Les abonnés à la télésurveillance sont-ils satisfaits de leur prestataire ? Ont-ils été à l’abri de l’épreuve toujours traumatisante d’un cambriolage ? Nous avons interrogé une partie de nos lecteurs .
Premier constat, la satisfaction est de mise. Globalement, 94,7 % des foyers « télésurveillés » (dans près de la moitié des cas, ils ont adhéré sur les conseils de leur banquier ou assureur) émettent un avis positif.
Par critère, les résultats diffèrent selon les enseignes. Sur le rapport qualité/prix, par exemple : 91,2 % des clients EPS sont satisfaits contre 71,4 % chez ­Securitas direct-Verisure. Il est vrai que, comme le reconnaît cette enseigne, « il faut payer de 500 à 1 000 € pour le dispositif complet d’alarme, qui devient la propriété du particulier ». Somme à laquelle s’ajoute donc un minimum de 40 € d’abonnement mensuel. Pour tous les autres items (conseiller technique, installation, matériel, hot line…), les résultats sont très proches d’un professionnel à l’autre et très bons : en général, plus de 9 clients sur 10 les évaluent positivement.

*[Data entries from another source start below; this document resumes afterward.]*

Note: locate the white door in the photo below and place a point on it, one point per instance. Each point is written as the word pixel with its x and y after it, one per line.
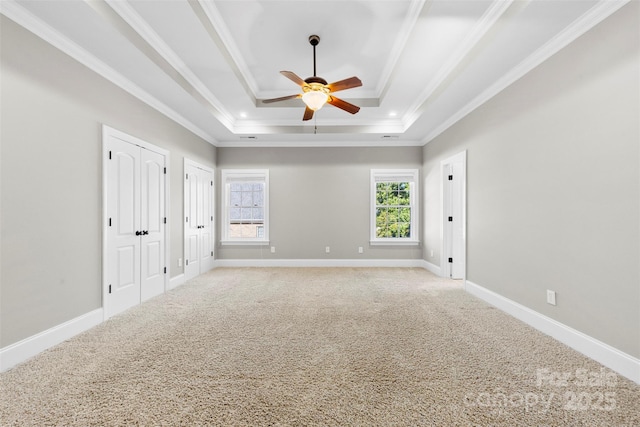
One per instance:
pixel 192 224
pixel 123 211
pixel 206 221
pixel 135 185
pixel 198 207
pixel 152 224
pixel 453 178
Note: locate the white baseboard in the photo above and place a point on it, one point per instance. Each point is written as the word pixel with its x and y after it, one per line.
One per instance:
pixel 176 281
pixel 319 263
pixel 23 350
pixel 435 269
pixel 616 360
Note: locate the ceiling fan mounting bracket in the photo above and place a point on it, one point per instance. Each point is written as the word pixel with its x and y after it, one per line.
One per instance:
pixel 315 79
pixel 314 40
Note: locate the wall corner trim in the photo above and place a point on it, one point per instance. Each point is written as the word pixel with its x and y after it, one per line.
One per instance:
pixel 435 269
pixel 21 351
pixel 176 281
pixel 411 263
pixel 614 359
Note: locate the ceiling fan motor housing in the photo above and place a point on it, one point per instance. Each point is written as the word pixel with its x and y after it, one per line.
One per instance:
pixel 314 40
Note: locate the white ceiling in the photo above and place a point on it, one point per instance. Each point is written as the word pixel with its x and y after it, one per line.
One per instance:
pixel 208 64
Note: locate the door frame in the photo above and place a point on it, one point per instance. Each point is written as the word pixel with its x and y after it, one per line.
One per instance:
pixel 107 133
pixel 445 199
pixel 189 162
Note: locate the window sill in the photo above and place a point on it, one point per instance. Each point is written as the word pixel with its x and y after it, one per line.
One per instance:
pixel 392 242
pixel 244 242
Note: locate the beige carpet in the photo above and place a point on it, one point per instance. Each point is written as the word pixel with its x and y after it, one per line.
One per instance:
pixel 315 347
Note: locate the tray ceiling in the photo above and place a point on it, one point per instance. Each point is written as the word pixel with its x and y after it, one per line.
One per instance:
pixel 209 64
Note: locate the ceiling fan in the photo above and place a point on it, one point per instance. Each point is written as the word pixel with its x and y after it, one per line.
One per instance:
pixel 316 91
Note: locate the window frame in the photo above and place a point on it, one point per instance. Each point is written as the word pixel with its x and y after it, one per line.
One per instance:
pixel 395 175
pixel 229 176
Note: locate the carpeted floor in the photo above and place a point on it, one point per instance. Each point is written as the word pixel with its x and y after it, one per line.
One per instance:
pixel 315 347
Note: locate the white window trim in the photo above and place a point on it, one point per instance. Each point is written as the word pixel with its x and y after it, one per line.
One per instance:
pixel 240 174
pixel 394 175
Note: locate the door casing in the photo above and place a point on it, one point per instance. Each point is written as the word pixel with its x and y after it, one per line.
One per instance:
pixel 454 204
pixel 108 134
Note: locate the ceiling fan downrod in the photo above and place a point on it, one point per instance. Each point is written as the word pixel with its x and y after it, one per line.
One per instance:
pixel 314 41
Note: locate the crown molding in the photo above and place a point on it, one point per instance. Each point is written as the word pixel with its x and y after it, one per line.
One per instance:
pixel 473 38
pixel 156 46
pixel 602 10
pixel 14 11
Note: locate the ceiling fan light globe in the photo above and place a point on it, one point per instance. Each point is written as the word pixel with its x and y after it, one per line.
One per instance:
pixel 315 99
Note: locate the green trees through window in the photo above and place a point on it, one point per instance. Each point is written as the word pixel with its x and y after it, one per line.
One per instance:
pixel 393 209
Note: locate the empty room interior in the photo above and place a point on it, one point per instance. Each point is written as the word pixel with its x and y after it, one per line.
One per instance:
pixel 393 212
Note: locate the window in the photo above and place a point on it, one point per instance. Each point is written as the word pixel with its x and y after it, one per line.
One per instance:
pixel 246 206
pixel 394 207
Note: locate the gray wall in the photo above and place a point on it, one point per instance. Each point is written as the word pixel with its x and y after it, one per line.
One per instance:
pixel 51 174
pixel 318 197
pixel 553 186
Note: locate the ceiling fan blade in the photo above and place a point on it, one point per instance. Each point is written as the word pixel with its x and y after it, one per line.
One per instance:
pixel 308 114
pixel 344 84
pixel 282 98
pixel 343 105
pixel 294 78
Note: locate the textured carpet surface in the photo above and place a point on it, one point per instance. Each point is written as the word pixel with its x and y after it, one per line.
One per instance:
pixel 315 347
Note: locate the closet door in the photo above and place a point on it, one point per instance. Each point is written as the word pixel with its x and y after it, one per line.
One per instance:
pixel 206 221
pixel 192 225
pixel 123 210
pixel 135 210
pixel 198 207
pixel 152 224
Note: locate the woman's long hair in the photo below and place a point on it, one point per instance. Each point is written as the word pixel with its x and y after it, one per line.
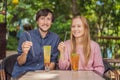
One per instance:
pixel 85 40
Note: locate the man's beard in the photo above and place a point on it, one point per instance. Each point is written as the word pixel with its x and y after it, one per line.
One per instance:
pixel 43 30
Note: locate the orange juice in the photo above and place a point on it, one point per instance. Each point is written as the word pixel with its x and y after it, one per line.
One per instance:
pixel 47 54
pixel 74 61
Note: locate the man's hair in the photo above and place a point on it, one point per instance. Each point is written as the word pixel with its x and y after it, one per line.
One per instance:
pixel 44 12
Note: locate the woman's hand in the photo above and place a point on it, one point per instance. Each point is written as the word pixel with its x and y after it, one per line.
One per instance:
pixel 26 46
pixel 61 47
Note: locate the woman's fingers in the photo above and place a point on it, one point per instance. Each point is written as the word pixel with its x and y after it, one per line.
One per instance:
pixel 26 46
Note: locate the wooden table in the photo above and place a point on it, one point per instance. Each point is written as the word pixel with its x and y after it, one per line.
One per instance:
pixel 61 75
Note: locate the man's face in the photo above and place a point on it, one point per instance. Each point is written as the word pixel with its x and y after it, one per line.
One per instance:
pixel 45 22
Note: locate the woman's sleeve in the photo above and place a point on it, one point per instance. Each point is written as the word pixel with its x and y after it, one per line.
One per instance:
pixel 98 61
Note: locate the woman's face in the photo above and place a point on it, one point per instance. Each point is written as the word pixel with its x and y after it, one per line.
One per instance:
pixel 77 28
pixel 45 22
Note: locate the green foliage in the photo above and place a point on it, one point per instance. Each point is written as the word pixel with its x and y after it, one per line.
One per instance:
pixel 61 26
pixel 12 43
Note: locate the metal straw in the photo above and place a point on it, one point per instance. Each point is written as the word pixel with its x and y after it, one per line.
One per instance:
pixel 32 45
pixel 65 36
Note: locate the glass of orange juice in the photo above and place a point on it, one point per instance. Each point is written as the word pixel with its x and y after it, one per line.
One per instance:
pixel 74 61
pixel 47 55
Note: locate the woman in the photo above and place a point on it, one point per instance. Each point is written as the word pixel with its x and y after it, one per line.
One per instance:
pixel 80 43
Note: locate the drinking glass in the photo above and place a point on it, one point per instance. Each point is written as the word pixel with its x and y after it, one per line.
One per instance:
pixel 47 55
pixel 74 61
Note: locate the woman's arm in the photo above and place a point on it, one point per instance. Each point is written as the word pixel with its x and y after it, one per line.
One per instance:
pixel 98 61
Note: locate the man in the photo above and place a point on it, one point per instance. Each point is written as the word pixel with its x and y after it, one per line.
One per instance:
pixel 30 47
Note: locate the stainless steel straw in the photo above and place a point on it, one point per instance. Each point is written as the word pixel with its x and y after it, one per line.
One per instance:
pixel 32 45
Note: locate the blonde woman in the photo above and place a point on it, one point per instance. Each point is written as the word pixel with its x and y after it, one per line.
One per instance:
pixel 80 43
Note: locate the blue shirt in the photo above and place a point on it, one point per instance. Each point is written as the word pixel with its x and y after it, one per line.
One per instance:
pixel 35 59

Sur la base de notre questionnaire, nous avons pu isoler les consommateurs qui, en dépit de leur système de télésurveillance, avaient été victimes d’une effraction, soit à peu près 10 % de l’échantillon. De façon assez logique, la proportion d’ap­pré­cia­tions favorables baisse, le taux passant à 87,4 %. Le principal reproche ? L’action des agents de sé­curité qui se sont déplacés sur les lieux est jugée peu efficace dans 20 % des cas. Et si sur ce point le taux de satisfaction est de 90 % pour IMA Protect (filiale de grandes mutuelles : Macif, Maif…), pour Securitas direct-Verisure, il n’est que de 62 %. Comme quoi, on peut être le leader européen du secteur (2,5 millions d’abonnés sur tout le continent) et fermer la marche au classement général : Securitas direct-Verisure se situe 10 points derrière le premier, IMA Protect.
 
Sécurité privée
Curieuses pratiques. Avec la télésurveillance, des commerciaux ou techniciens pénètrent dans les logements des particuliers (devis, installation…), tandis que les opérateurs de la station, ceux qui traitent les alarmes, ont accès à diverses données : composition du foyer, habitudes, horaires, périodes de vacances… Ils peuvent même écouter ce qui se passe dans le logement. Autant dire que, à l’instar d’autres métiers de la sécurité privée, la télésurveillance est un milieu sensible, toutes ces données pouvant intéresser des esprits malveillants. Recrutement, formation, climat social, salaires pratiqués, sous-traitance… : pendant longtemps, le domaine a senti le soufre. Mais au fil des années, professionnels « sérieux » et pouvoirs publics se sont employés à le sécuriser. Pour la télésurveillance, la société et son dirigeant principal, les stations et les salariés qui y travaillent, ainsi que les agents d’intervention, doivent être agréés. Une tâche confiée au Cnaps (Conseil national des activités privées de sécurité).
Las ! Créé il y a 4 ans pour « moraliser ce secteur » et placé sous l’égide du ministère de l’Intérieur, cet organisme a défrayé la chronique il y a peu. Son directeur, le préfet Alain Gardère, est soupçonné de trafics d’influence, de corruption ou encore d’abus d’autorité. Il aurait trop facilement accepté des cadeaux, des voyages et des déjeuners offerts par des entreprises du secteur en quête de contreparties… Voilà qui la fiche mal.